TTL & Invalidation | Microservices Course

Problem

Every caching pattern in this series assumes something retires stale entries, and waves at "invalidate the key" or "until the TTL" without saying how that actually works. A cached entry is a copy of data that lives somewhere else, and it goes wrong the instant the source changes. So you need a mechanism to retire copies that have gone stale, and the two available mechanisms sit at opposite ends of a difficulty curve.

Time-based expiry is trivial: stamp each entry with a lifetime and drop it when the lifetime passes. The catch is that the entry can be wrong for up to that lifetime, and the cache has no way to tell that it went stale early. Explicit invalidation is the opposite: retire the entry the moment the source changes, which gives precise freshness but requires knowing every cache entry derived from a given piece of data and reaching all of them, possibly across many nodes, regions, and separate caches, with no missed message and no race that reinserts the old value afterward. A missed or mis-ordered invalidation leaves stale data sitting in the cache, and to a user a stale read can be indistinguishable from lost data.

Solution

Pick the weakest mechanism that meets your freshness requirement, and reach for the precise one only where you must.

TTL attaches an expiry to each entry; the cache drops or refreshes it once the time passes. It needs no coordination with the source and no knowledge of what changed, which is why it's the default. You're trading away freshness for that simplicity: the entry can serve a stale value for up to its TTL, and it gets refetched on expiry even when nothing changed. Tune the TTL to the staleness the use case tolerates.

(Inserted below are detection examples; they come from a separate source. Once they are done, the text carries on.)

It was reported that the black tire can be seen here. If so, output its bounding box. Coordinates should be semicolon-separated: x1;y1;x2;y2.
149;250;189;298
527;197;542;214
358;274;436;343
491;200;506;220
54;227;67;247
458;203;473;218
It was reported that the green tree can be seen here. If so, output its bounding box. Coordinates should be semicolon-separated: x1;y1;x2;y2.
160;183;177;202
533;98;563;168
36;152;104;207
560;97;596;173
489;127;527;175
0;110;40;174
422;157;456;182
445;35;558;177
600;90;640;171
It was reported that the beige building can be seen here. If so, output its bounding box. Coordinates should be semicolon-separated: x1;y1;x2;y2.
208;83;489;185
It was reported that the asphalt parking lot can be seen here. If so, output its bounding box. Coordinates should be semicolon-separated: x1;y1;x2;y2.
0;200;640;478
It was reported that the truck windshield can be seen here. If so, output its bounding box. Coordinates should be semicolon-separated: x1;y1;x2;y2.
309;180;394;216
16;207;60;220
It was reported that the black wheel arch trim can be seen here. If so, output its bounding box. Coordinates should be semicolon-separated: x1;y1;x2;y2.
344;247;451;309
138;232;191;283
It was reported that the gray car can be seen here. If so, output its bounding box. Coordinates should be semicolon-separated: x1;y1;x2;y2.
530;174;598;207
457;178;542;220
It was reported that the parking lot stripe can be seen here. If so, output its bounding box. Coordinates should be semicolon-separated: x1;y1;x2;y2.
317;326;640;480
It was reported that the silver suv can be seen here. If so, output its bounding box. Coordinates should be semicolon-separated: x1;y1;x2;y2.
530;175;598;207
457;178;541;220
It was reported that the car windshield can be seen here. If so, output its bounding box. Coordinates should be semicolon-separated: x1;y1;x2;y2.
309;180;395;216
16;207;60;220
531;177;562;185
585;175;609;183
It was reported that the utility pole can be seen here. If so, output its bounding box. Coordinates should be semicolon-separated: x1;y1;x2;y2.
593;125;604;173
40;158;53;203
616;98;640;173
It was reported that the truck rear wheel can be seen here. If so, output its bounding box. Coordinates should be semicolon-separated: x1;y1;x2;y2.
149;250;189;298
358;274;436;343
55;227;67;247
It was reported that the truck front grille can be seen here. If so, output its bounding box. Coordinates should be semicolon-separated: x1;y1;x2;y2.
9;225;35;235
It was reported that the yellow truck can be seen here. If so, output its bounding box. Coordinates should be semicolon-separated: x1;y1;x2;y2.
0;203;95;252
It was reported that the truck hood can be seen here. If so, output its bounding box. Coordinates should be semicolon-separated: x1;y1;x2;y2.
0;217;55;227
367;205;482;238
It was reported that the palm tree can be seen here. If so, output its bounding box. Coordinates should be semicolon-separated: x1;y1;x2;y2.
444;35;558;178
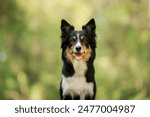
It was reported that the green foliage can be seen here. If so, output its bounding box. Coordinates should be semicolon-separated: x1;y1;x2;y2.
0;0;150;99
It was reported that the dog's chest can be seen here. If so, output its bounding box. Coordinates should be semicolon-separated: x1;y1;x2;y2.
62;61;93;99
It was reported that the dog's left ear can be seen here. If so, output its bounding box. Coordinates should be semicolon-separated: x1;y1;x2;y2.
82;18;96;34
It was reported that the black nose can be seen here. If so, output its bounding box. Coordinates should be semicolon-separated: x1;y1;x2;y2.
76;46;81;52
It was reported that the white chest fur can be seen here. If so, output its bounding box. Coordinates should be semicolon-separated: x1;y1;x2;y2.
62;60;93;99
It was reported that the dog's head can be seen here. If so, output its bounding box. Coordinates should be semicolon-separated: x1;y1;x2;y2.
61;19;96;61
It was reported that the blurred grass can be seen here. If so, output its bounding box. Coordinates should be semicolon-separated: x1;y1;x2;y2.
0;0;150;99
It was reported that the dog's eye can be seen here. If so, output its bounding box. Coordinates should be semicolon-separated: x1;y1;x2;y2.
80;36;86;42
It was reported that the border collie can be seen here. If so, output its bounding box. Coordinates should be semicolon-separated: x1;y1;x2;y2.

Explicit invalidation retires the affected entries when the source changes. Two techniques make this tractable instead of a manual hunt for every copy:

Versioned or content-hashed keys. Rather than mutating the value at a fixed key, put a version or a hash of the content into the key itself. A change writes a new key, so readers of the new version and readers still holding the old one never collide, and you never have to find and delete the old entry, it just ages out under its TTL or eviction. This sidesteps invalidation entirely by making keys immutable. Long-lived static assets work this way: the file is served with a far-future expiry and the URL changes on every build.

Tag (surrogate-key) purge. Tag each cached object with one or more keys naming the data it depends on, a many-to-many relationship between keys and objects. When a piece of data changes, issue one purge for its tag and every object carrying that tag is dropped, without enumerating the URLs. This is the production answer to a page that depends on several underlying records.

A purge comes in two strengths. A hard purge makes the object immediately inaccessible, so the next read goes to the origin as a miss. A soft purge marks it stale, letting the cache keep serving the old copy while it refetches, which spreads origin load instead of spiking it.

The mechanism is the easy part. The hard part is correctness: making sure each invalidation actually reaches every copy and that no concurrent read reinserts a stale value behind it. At large scale this is hard enough that you measure whether invalidation worked rather than assuming it did.

Tradeoffs

Property	Effect
TTL	No coordination and trivial to implement; an entry can be stale for up to its TTL and is refetched on expiry even when unchanged
Explicit invalidation	Near-immediate freshness; requires the data-to-entry mapping and must reach every copy across every node and region
Versioned keys	No invalidation needed and no races, since old keys age out on their own; readers must learn the new key, and old versions occupy the cache until eviction
Tag purge	Invalidates many derived entries in one request without listing them; requires disciplined tagging at write time
Hard vs soft purge	Hard purge is immediately correct but sends every reader to the origin at once; soft purge serves stale during the refetch and smooths origin load
Correctness	A missed or racing invalidation leaves silently stale data, so detecting it needs its own monitoring system
Fan-out cost	More cache copies means more places an invalidation must reach and more chances to miss one

Implementations

Minimal pseudocode

# TTL: bound staleness with no coordination
cache.set(key, val, ttl=300)            # entry self-expires after 300s

# versioned key: change the key instead of invalidating it
key = f"user:{id}:v{version}"           # a write bumps version -> new key
cache.set(key, val)                     # the old key ages out on its own

# tag purge: drop everything derived from a datum in one call
cache.set(page_key, html, tags={f"user:{id}", "homepage"})
def on_change(user_id):
    cache.purge_tag(f"user:{user_id}")  # drops every entry carrying the tag

Surrogate-key / cache-tag purge (Fastly, Cloudflare)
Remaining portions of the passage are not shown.